Earlier this month, TripAdvisor, Inc. filed preliminary proxy materials that include a proposal to redomesticate the company from Delaware to Nevada. Within days a lawsuit was filed in the Delaware Court of Chancery challenging the move and a similar redomestication proposal by Liberty TripAdvisor Holdings, Inc. Both conversions will be voted on at the companies' respective annual meetings on June 6, 2023. According to the plaintiffs, Gregory Maffei will determine the outcome through his holding of supervoting shares.
Section 266 of the Delaware General Corporation Law clearly authorizes the redomestication of a Delaware corporation to foreign corporation. The plaintiffs argue that it is "unfair for a controller to unilaterally eliminate public stockholders' ability to sue the controller and their [sic] directors". However, much like the player queen in Hamlet, the plaintiffs doth protest too much, asserting that the conversions "will eliminate stockholders' ability to sue Maffei and other Defendants for future self dealing/interested/entrenching conduct . . .". They also sprinkle the complaint with several references to Nevada's "no liability" regime.
While it is certainly accurate that Nevada's approach to director and officer differs significantly from that of Delaware, it is not accurate to claim that stockholders are deprived of the right to sue. NRS 78.138(7) holds directors liable if they can both rebut the business judgment rule's presumption of good faith and prove a breach of fiduciary duty involving intentional misconduct, fraud or a knowing violation of the law.
The plaintiffs also take great umbrage at the Nevada Supreme Court's decision in Guzman v.
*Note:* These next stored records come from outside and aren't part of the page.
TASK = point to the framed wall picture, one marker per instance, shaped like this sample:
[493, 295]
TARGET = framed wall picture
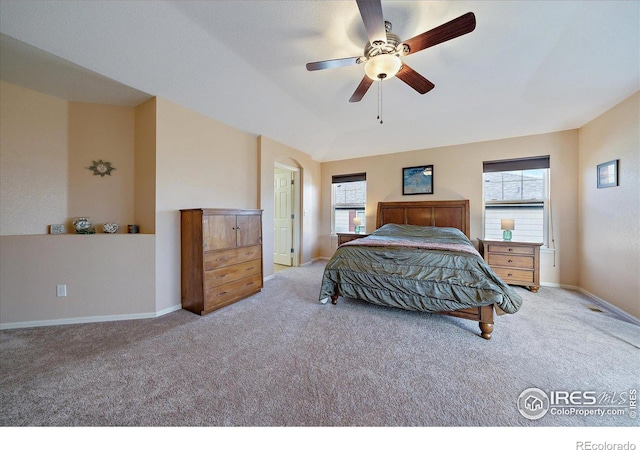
[608, 174]
[417, 180]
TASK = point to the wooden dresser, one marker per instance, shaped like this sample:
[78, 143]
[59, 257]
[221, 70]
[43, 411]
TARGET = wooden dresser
[515, 262]
[346, 237]
[221, 257]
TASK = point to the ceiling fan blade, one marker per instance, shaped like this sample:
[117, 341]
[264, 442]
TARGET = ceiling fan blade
[333, 63]
[362, 89]
[371, 12]
[452, 29]
[415, 80]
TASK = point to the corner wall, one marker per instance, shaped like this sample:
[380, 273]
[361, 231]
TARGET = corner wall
[609, 236]
[200, 163]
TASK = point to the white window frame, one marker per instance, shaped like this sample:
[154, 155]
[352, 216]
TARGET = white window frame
[338, 179]
[540, 162]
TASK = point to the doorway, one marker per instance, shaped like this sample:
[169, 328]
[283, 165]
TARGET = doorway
[286, 195]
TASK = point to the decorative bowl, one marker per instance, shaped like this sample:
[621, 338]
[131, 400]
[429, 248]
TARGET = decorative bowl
[110, 227]
[82, 224]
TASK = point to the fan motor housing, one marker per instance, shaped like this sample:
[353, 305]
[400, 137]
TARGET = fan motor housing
[392, 46]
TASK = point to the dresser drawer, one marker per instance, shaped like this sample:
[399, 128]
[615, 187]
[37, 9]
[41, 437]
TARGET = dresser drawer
[511, 249]
[521, 262]
[214, 260]
[227, 274]
[514, 275]
[227, 293]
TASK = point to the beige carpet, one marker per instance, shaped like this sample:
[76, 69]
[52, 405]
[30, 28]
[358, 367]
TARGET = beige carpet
[280, 358]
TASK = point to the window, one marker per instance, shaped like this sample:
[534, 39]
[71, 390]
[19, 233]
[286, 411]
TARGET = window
[517, 189]
[348, 200]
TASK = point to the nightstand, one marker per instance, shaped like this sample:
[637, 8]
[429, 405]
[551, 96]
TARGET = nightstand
[515, 262]
[346, 237]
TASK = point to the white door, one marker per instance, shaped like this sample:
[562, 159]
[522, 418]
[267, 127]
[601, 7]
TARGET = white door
[283, 222]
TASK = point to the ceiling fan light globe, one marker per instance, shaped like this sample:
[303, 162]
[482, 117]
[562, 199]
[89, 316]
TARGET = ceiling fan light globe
[383, 66]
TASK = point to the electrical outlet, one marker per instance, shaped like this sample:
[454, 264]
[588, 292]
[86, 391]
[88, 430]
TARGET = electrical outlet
[61, 290]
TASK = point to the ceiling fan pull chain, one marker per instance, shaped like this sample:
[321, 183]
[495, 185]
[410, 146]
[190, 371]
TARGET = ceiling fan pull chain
[380, 100]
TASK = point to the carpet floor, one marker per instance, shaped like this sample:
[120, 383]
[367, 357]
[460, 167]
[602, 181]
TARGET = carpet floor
[282, 359]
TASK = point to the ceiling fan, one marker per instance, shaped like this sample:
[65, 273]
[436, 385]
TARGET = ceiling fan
[382, 54]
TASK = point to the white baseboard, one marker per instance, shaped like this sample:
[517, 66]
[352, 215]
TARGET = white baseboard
[90, 319]
[598, 301]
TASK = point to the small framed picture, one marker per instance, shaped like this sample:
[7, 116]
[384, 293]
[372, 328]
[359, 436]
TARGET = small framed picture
[57, 229]
[417, 180]
[608, 174]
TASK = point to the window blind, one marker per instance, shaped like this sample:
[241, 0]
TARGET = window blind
[336, 179]
[505, 165]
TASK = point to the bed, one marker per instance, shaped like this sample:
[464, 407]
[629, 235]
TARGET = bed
[420, 258]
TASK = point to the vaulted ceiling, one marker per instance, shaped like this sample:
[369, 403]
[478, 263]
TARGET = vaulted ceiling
[529, 67]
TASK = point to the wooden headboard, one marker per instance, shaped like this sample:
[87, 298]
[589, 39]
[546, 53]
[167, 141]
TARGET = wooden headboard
[445, 213]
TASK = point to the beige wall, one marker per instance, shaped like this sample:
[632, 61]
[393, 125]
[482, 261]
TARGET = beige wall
[200, 163]
[309, 211]
[46, 145]
[145, 166]
[458, 175]
[609, 244]
[108, 277]
[33, 161]
[101, 132]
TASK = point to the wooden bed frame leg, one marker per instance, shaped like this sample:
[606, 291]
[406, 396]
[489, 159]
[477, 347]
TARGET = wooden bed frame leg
[486, 329]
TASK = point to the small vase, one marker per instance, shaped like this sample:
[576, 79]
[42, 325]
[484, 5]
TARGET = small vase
[110, 228]
[82, 225]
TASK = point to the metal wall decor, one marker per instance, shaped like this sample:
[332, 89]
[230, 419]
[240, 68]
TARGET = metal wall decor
[101, 168]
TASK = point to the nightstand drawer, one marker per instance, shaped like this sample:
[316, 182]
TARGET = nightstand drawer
[511, 275]
[514, 262]
[511, 249]
[520, 262]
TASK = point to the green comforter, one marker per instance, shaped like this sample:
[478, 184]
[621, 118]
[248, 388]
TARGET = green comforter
[417, 268]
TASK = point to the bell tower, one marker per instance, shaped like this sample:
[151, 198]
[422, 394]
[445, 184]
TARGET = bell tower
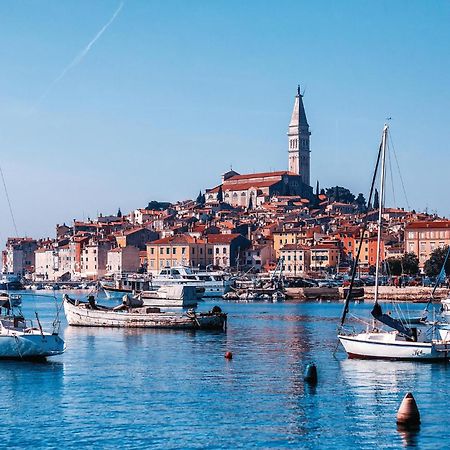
[298, 140]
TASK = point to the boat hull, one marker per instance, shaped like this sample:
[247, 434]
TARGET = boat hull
[384, 346]
[79, 315]
[28, 346]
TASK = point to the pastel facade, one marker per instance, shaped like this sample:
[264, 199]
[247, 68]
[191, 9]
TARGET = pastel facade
[422, 237]
[324, 256]
[296, 259]
[18, 256]
[123, 260]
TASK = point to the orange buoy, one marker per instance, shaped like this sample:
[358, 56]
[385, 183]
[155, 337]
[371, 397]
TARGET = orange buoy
[408, 415]
[311, 374]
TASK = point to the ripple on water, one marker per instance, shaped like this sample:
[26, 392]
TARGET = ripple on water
[164, 389]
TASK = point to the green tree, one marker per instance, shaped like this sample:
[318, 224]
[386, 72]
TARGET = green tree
[340, 194]
[434, 265]
[395, 266]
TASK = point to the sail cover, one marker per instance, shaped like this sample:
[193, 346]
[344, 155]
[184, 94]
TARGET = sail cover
[377, 312]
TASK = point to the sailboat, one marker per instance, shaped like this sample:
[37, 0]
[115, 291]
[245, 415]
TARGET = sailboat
[401, 342]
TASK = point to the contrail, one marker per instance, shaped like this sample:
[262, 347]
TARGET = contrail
[77, 60]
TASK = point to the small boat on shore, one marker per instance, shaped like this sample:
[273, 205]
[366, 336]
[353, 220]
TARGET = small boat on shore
[20, 339]
[133, 314]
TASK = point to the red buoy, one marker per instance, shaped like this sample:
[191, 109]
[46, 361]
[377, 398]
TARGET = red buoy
[408, 414]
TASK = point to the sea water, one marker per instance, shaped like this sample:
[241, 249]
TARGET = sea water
[163, 389]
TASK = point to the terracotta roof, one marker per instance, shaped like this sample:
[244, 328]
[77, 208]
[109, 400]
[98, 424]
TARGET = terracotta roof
[429, 224]
[294, 247]
[259, 175]
[222, 238]
[213, 190]
[247, 185]
[177, 239]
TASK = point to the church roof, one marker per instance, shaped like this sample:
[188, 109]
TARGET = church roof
[298, 117]
[259, 175]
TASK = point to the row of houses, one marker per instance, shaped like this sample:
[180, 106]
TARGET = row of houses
[305, 237]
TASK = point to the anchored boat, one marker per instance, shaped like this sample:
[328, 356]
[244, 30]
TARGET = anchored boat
[19, 339]
[402, 342]
[133, 314]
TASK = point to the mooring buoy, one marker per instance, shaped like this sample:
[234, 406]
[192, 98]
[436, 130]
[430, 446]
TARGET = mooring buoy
[311, 374]
[408, 415]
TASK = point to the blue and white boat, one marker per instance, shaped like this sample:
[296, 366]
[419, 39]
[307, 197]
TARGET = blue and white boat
[19, 338]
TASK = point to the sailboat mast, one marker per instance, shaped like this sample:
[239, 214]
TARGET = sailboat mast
[380, 209]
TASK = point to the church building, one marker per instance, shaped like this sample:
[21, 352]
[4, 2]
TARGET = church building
[254, 189]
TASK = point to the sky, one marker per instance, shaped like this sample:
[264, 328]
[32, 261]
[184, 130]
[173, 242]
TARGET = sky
[106, 105]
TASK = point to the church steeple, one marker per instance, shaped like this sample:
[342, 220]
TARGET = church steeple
[298, 140]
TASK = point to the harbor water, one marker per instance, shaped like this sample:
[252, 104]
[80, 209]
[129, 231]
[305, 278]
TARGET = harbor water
[160, 389]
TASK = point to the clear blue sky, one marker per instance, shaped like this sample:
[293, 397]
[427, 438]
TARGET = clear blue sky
[174, 92]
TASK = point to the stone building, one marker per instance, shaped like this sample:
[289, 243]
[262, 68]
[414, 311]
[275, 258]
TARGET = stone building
[251, 190]
[298, 141]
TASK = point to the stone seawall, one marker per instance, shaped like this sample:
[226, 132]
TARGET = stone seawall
[408, 293]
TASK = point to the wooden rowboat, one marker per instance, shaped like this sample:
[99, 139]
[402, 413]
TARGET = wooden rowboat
[90, 314]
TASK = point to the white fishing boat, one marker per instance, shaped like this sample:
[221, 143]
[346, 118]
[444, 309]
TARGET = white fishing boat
[20, 339]
[127, 315]
[445, 308]
[172, 295]
[401, 342]
[215, 284]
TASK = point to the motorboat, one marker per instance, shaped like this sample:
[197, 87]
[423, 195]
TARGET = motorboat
[214, 283]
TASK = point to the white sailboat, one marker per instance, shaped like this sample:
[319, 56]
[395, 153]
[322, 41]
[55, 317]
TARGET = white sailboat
[21, 339]
[401, 342]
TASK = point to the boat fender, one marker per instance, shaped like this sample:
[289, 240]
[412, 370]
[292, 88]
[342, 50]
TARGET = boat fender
[191, 314]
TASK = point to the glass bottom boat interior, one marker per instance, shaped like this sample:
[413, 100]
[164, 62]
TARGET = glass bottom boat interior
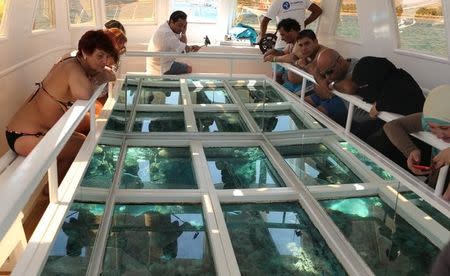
[232, 175]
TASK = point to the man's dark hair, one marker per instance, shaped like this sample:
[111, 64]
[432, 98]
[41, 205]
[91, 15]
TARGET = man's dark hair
[98, 39]
[115, 24]
[288, 25]
[307, 33]
[176, 15]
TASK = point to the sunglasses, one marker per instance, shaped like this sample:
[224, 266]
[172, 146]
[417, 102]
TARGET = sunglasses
[331, 69]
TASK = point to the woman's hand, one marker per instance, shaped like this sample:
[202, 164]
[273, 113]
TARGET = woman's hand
[443, 158]
[414, 159]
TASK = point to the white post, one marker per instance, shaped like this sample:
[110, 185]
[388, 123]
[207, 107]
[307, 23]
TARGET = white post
[303, 91]
[53, 182]
[348, 124]
[441, 181]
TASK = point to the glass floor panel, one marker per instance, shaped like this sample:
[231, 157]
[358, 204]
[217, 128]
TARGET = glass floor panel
[369, 163]
[275, 121]
[118, 120]
[102, 167]
[210, 95]
[158, 240]
[131, 93]
[315, 164]
[428, 209]
[368, 224]
[160, 95]
[258, 94]
[159, 122]
[241, 168]
[278, 239]
[74, 242]
[220, 122]
[158, 168]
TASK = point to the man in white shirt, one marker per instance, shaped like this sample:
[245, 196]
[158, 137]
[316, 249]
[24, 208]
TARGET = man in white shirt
[170, 37]
[282, 9]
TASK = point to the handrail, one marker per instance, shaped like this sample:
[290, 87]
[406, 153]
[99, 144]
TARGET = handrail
[22, 177]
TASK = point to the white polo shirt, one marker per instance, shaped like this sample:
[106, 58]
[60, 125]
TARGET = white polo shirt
[164, 40]
[281, 9]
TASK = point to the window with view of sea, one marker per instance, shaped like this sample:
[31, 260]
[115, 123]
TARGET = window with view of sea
[203, 11]
[81, 12]
[130, 11]
[347, 25]
[421, 26]
[44, 15]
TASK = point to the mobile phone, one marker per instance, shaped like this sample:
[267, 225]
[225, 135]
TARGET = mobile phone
[422, 167]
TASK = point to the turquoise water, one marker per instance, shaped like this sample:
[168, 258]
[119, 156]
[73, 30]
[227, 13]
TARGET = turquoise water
[159, 122]
[220, 122]
[369, 163]
[210, 95]
[158, 168]
[158, 240]
[101, 167]
[74, 242]
[241, 168]
[368, 223]
[427, 36]
[275, 121]
[278, 239]
[160, 95]
[258, 94]
[315, 164]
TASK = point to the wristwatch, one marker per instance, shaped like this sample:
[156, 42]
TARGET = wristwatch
[331, 85]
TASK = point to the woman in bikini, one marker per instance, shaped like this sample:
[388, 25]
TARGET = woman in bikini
[71, 79]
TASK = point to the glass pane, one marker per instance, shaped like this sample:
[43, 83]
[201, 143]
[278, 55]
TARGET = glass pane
[129, 96]
[160, 95]
[369, 163]
[258, 94]
[158, 168]
[80, 12]
[74, 242]
[118, 120]
[204, 11]
[210, 96]
[251, 12]
[347, 25]
[159, 122]
[421, 26]
[278, 239]
[315, 164]
[130, 11]
[44, 16]
[220, 122]
[101, 169]
[274, 121]
[386, 242]
[428, 209]
[241, 168]
[158, 240]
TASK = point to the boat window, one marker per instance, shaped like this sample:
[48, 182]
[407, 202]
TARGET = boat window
[130, 11]
[2, 12]
[44, 15]
[203, 11]
[251, 12]
[81, 12]
[421, 26]
[347, 25]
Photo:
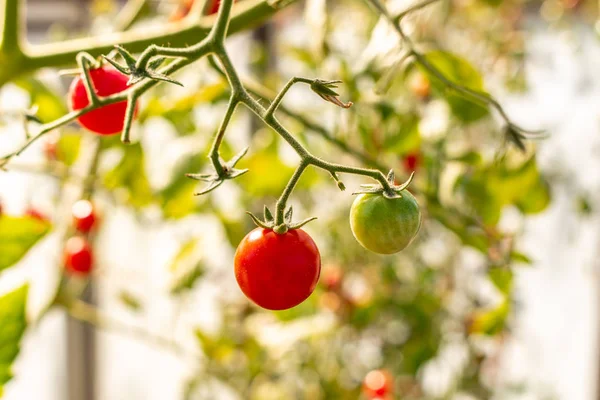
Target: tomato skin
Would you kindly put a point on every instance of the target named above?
(106, 120)
(384, 225)
(33, 213)
(78, 258)
(275, 271)
(84, 216)
(412, 161)
(378, 384)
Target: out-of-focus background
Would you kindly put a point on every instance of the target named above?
(496, 298)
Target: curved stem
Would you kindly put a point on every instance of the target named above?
(214, 149)
(219, 30)
(11, 26)
(277, 101)
(281, 203)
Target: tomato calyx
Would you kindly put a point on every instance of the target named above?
(137, 73)
(395, 191)
(216, 179)
(325, 89)
(268, 222)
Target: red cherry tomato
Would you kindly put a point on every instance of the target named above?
(275, 271)
(412, 161)
(213, 7)
(378, 384)
(84, 216)
(33, 213)
(182, 11)
(78, 256)
(106, 120)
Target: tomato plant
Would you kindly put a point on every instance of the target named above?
(78, 256)
(276, 271)
(218, 142)
(378, 384)
(108, 119)
(385, 225)
(84, 216)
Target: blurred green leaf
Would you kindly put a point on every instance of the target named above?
(178, 198)
(12, 326)
(186, 267)
(17, 236)
(488, 190)
(179, 111)
(520, 258)
(461, 72)
(405, 135)
(130, 301)
(129, 175)
(489, 322)
(50, 105)
(67, 147)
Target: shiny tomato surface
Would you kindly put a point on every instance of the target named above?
(106, 120)
(275, 271)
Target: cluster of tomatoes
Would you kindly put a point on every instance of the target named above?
(78, 255)
(276, 271)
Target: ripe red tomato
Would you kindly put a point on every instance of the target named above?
(411, 161)
(106, 120)
(33, 213)
(84, 216)
(378, 384)
(213, 7)
(384, 225)
(275, 271)
(78, 256)
(182, 10)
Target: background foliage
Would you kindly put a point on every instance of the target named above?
(438, 312)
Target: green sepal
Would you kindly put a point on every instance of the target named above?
(215, 179)
(378, 189)
(268, 215)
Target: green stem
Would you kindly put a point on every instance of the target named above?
(277, 101)
(11, 26)
(282, 202)
(247, 14)
(219, 31)
(85, 61)
(214, 150)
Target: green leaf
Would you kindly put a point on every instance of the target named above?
(12, 326)
(186, 267)
(130, 176)
(17, 236)
(49, 105)
(490, 322)
(67, 147)
(488, 190)
(516, 256)
(130, 301)
(461, 72)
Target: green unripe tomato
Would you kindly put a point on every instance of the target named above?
(384, 225)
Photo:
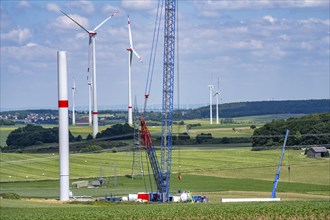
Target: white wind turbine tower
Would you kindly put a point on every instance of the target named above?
(217, 94)
(211, 90)
(130, 56)
(74, 91)
(90, 87)
(92, 35)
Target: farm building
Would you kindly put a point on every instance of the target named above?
(317, 152)
(80, 184)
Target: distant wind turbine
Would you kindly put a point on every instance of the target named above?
(217, 94)
(74, 91)
(92, 35)
(211, 90)
(90, 88)
(130, 56)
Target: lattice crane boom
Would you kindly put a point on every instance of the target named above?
(167, 106)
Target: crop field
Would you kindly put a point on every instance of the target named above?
(216, 171)
(278, 210)
(227, 172)
(212, 168)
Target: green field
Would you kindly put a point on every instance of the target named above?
(217, 171)
(238, 164)
(227, 172)
(278, 210)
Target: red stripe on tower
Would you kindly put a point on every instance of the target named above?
(63, 103)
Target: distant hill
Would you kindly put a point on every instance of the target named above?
(240, 109)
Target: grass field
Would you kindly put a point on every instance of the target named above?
(236, 168)
(283, 210)
(228, 172)
(217, 171)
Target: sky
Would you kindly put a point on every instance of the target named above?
(258, 49)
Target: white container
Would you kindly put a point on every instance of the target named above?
(132, 197)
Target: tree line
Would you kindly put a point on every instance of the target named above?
(307, 130)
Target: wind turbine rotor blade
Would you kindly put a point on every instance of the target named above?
(130, 57)
(74, 21)
(90, 45)
(98, 26)
(129, 33)
(137, 55)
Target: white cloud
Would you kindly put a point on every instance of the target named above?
(86, 6)
(284, 37)
(109, 9)
(212, 8)
(63, 22)
(269, 18)
(53, 7)
(251, 44)
(306, 46)
(24, 4)
(18, 35)
(139, 5)
(31, 45)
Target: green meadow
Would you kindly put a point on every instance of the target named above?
(202, 170)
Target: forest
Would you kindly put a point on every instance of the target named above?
(307, 130)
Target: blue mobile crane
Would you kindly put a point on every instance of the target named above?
(277, 175)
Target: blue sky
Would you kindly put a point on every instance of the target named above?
(260, 50)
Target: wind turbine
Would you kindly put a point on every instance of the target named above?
(74, 91)
(211, 90)
(92, 35)
(130, 56)
(217, 94)
(90, 88)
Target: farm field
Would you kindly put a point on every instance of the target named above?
(228, 172)
(11, 209)
(208, 170)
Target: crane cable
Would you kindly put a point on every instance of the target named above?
(153, 53)
(178, 80)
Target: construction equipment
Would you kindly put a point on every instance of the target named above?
(277, 175)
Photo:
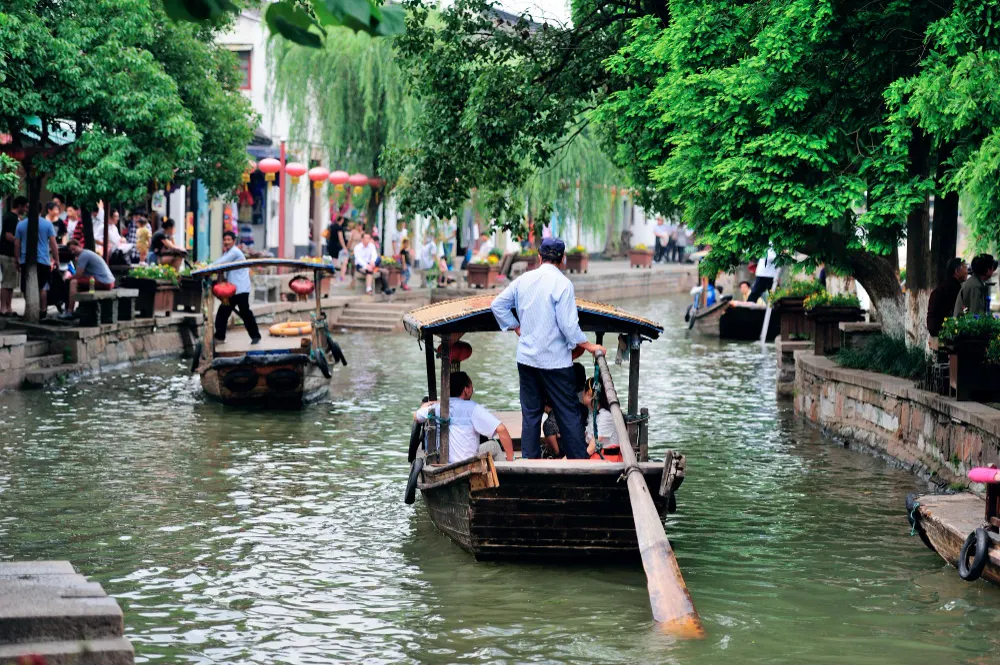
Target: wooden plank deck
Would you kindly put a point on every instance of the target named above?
(238, 342)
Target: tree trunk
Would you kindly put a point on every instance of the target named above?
(877, 274)
(918, 255)
(31, 301)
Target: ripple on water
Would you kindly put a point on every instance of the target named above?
(239, 536)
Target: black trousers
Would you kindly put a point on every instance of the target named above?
(761, 285)
(241, 303)
(559, 385)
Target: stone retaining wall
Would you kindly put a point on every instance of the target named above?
(936, 437)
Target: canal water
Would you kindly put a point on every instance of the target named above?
(239, 536)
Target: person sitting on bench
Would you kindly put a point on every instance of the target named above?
(88, 265)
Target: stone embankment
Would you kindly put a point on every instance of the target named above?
(50, 612)
(936, 437)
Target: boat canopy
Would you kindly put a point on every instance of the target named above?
(473, 314)
(263, 263)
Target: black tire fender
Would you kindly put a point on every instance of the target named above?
(322, 363)
(416, 438)
(196, 360)
(979, 540)
(411, 483)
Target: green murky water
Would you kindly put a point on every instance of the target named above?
(235, 536)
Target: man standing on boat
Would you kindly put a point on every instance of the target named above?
(240, 278)
(548, 326)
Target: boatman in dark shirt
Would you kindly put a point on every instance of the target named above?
(548, 327)
(942, 301)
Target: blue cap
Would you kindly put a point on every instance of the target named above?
(552, 247)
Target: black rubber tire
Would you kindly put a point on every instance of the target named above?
(411, 483)
(196, 360)
(915, 525)
(322, 363)
(416, 438)
(981, 542)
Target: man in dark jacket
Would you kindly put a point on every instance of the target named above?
(942, 301)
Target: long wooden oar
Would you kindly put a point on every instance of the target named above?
(672, 606)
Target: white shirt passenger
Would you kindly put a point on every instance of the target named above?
(467, 421)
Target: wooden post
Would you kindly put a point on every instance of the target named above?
(633, 374)
(429, 354)
(669, 598)
(445, 396)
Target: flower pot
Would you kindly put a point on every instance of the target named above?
(969, 376)
(482, 275)
(154, 295)
(794, 324)
(577, 262)
(826, 326)
(640, 258)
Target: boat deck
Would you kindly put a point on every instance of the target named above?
(238, 342)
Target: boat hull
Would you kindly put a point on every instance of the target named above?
(543, 509)
(736, 322)
(277, 385)
(947, 520)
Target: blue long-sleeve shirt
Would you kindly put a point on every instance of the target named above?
(545, 302)
(240, 277)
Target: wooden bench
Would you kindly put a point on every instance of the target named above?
(106, 306)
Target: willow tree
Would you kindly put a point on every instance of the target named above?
(351, 94)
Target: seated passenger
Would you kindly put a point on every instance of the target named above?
(467, 422)
(606, 436)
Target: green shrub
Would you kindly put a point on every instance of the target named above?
(797, 289)
(886, 355)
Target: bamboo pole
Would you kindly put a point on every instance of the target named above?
(669, 597)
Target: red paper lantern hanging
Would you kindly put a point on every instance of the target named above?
(339, 179)
(296, 170)
(318, 175)
(270, 167)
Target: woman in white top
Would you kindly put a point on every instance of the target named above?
(607, 433)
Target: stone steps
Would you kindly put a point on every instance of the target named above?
(39, 378)
(42, 361)
(48, 610)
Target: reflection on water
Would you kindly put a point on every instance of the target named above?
(235, 536)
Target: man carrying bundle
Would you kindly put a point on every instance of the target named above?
(548, 328)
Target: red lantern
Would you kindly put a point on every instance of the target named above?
(296, 170)
(301, 285)
(339, 179)
(224, 291)
(270, 167)
(318, 175)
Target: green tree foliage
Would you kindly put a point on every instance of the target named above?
(107, 98)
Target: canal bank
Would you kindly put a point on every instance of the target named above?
(35, 356)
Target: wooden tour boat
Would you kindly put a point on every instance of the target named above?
(552, 509)
(963, 528)
(281, 370)
(728, 319)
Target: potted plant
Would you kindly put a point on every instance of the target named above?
(640, 257)
(789, 304)
(577, 259)
(157, 285)
(393, 272)
(530, 256)
(972, 342)
(484, 273)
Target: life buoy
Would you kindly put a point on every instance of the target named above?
(290, 329)
(981, 541)
(411, 484)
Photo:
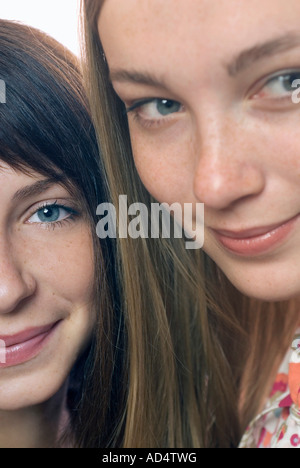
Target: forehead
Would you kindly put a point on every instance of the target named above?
(148, 30)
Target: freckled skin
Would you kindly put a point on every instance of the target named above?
(46, 275)
(222, 149)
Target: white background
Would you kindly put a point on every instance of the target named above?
(59, 18)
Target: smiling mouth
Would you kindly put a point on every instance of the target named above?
(24, 346)
(255, 241)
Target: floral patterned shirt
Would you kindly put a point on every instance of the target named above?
(278, 425)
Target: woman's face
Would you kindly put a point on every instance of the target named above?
(46, 287)
(208, 85)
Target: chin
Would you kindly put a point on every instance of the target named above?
(22, 390)
(267, 290)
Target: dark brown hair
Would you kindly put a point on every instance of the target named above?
(46, 127)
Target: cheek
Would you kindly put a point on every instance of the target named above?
(63, 262)
(165, 165)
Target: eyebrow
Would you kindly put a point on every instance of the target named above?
(261, 51)
(36, 189)
(136, 77)
(243, 60)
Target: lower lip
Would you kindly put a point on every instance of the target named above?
(24, 352)
(258, 244)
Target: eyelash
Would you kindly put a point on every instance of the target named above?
(148, 123)
(73, 214)
(156, 123)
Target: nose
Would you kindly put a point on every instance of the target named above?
(227, 167)
(16, 284)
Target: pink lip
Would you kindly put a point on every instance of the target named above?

Johnson, 137 Nev. 126, 483 P.3d 531 (2021) holding that the inherent fairness standard cannot be used to rebut the business judgment rule. Importantly, the Supreme Court in Guzman did not hold that the business judgment rule could not be rebutted. However, the court found that the plaintiff in Guzman had failed to plead adequately facts that would establish the elements of NRS 78.137(7).
Ironically, the plaintiffs' complaint also alleges breach of fiduciary duty against Maffei as the controlling stockholder of the two corporations. Nevada also recognizes that controlling shareholders owe fiduciary duties to shareholders. This further belies the plaintiffs' assertion that the defendants "will be insulated from almost any stockholder litigation, including claims that would be highly meritorious under Delaware law".